I doubt that anyone who lived through the events of September 11, 2001 could remain completely unmoved by the story of how one boy deals with the death of his father, who was trapped in one of the World Trade Center towers that morning. There are many painful, poignant, and highly-fraught moments in Extremely Loud & Incredibly Close
, simply because they remind us of what so many of us experienced that day, even from afar. But this drama, under the skillful direction of Stephen Daldry, aims to do more than merely arouse our latent emotions.
The movie asks us to deal with the aftermath of 9/11 by entering the insular world of a verbose 11-year-old boy named Oskar, played by newcomer Thomas Horn.How you respond to the film will depend almost entirely on how you react to Oskar, who could be described as engagingly eccentric or extremely annoying. He and his father (Tom Hanks) had a special relationship—the idealized kind one only encounters in movies—in which the fun-loving, imaginative dad created ambitious New York City adventures for his son. Oskar is super-smart but also wildly phobic: he has trouble talking to people and refuses to use public transportation, just for starters. His accidental discovery of a key, hidden in his father’s closet, sends him on the most formidable, and arduous, expedition of his life, to find its possible owner and literally unlock its secret.
The boy is desperately trying to understand the irrationality of his father’s death—and to deal with an overpowering feeling of guilt over his behavior that fateful morning. But the cure for Oskar’s severe case of shell-shock, in Eric Roth’s adaptation of the novel by Jonathan Safran Foer, seems artificial and contrived to me. It’s a metaphoric construct that, in another context, would be viewed as whimsical. I just didn’t buy into it.
At the same time, I can’t deny the effectiveness of some individual scenes. Viola Davis, as the first person Oskar meets on his odyssey, can break your heart with just one look.
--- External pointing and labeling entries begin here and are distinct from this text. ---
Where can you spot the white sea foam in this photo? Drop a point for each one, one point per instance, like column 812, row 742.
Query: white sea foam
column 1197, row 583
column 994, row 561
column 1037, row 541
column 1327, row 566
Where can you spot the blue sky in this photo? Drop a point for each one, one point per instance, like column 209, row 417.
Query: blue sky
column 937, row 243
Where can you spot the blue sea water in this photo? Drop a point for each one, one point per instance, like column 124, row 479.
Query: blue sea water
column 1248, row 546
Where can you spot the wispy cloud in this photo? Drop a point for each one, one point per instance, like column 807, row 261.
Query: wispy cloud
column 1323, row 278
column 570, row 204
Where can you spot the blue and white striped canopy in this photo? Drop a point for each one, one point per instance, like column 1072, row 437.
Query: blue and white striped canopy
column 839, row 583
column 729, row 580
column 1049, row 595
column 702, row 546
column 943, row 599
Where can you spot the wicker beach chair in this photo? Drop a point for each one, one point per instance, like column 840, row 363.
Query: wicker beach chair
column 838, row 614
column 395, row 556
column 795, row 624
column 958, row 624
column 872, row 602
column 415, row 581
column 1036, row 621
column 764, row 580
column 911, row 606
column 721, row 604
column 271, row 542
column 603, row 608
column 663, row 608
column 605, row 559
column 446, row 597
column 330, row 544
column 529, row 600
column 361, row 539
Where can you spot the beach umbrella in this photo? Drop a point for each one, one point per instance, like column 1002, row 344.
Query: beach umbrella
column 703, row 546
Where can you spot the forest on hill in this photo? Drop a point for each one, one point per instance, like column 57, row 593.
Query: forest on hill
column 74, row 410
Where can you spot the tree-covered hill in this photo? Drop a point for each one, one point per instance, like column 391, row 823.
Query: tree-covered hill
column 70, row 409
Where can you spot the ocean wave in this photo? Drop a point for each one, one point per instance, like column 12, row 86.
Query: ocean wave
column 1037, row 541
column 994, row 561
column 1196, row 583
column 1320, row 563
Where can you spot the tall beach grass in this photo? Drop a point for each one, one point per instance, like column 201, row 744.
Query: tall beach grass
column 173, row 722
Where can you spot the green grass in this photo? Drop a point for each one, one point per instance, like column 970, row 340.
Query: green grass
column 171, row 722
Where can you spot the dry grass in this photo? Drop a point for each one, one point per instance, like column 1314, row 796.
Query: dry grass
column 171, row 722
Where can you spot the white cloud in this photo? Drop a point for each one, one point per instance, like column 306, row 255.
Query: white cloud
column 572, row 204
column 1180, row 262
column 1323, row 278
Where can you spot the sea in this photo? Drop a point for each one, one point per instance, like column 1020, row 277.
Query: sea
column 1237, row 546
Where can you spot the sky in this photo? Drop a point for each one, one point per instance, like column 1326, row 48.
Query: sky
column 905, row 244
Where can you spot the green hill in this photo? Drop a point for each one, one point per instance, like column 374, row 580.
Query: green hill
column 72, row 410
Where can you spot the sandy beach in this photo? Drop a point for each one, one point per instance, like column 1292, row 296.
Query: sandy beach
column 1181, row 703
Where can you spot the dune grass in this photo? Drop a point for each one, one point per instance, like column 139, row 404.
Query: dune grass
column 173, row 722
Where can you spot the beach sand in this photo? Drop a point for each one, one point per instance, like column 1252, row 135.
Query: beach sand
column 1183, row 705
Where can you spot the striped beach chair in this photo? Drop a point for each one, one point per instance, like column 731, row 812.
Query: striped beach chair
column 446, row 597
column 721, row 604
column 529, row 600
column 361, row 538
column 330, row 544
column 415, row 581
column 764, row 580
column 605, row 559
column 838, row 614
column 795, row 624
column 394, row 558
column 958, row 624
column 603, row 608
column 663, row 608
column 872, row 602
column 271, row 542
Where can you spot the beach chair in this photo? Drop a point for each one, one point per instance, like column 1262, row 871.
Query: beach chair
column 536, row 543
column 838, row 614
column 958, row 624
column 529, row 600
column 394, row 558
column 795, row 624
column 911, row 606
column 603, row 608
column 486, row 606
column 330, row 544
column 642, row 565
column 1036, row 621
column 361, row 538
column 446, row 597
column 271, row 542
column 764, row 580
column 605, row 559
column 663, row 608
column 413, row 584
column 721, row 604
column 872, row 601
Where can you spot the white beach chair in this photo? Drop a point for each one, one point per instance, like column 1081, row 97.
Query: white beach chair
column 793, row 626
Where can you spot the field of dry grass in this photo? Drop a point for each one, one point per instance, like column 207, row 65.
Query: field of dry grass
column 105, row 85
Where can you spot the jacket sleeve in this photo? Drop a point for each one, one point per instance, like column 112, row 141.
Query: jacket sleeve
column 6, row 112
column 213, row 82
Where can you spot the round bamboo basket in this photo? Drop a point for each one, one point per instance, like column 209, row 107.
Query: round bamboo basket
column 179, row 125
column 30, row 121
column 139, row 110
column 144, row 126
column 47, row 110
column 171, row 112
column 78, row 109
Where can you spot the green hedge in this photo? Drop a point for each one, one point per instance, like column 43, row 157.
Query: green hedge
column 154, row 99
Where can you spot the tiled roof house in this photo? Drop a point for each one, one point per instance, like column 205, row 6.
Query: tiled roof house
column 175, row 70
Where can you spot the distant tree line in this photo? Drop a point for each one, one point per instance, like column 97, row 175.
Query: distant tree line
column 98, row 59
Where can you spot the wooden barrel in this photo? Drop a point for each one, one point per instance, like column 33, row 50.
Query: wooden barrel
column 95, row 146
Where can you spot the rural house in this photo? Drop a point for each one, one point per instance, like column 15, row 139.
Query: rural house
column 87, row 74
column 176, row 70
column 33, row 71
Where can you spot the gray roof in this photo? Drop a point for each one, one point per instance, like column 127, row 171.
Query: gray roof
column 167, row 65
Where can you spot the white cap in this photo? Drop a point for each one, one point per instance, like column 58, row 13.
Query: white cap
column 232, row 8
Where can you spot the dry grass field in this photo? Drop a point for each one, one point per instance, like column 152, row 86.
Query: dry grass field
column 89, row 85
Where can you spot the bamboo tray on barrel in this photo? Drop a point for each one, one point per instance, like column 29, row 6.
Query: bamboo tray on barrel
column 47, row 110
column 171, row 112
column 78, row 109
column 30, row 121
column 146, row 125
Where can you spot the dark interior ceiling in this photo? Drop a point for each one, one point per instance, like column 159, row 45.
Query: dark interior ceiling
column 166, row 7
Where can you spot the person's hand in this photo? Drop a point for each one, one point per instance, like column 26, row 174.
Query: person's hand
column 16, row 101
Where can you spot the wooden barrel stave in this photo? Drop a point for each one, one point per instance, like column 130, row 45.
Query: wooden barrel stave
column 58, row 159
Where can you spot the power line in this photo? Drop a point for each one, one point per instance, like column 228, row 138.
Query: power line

Max von Sydow creates an appealing, grandfatherly character without speaking a word of dialogue. My feelings about young Thomas Horn veered from empathy—in some of the more emotionally-wrought scenes—to exasperation. And much as I like Tom Hanks, I never believed his character; he’s about as real as Ward Cleaver.
I’m sure some viewers will connect with this film; I would never begrudge anyone’s response to a subject that is so personal. We could all use a movie that offers a cathartic means of processing the unreality we witnessed a decade ago. For me, this isn’t it.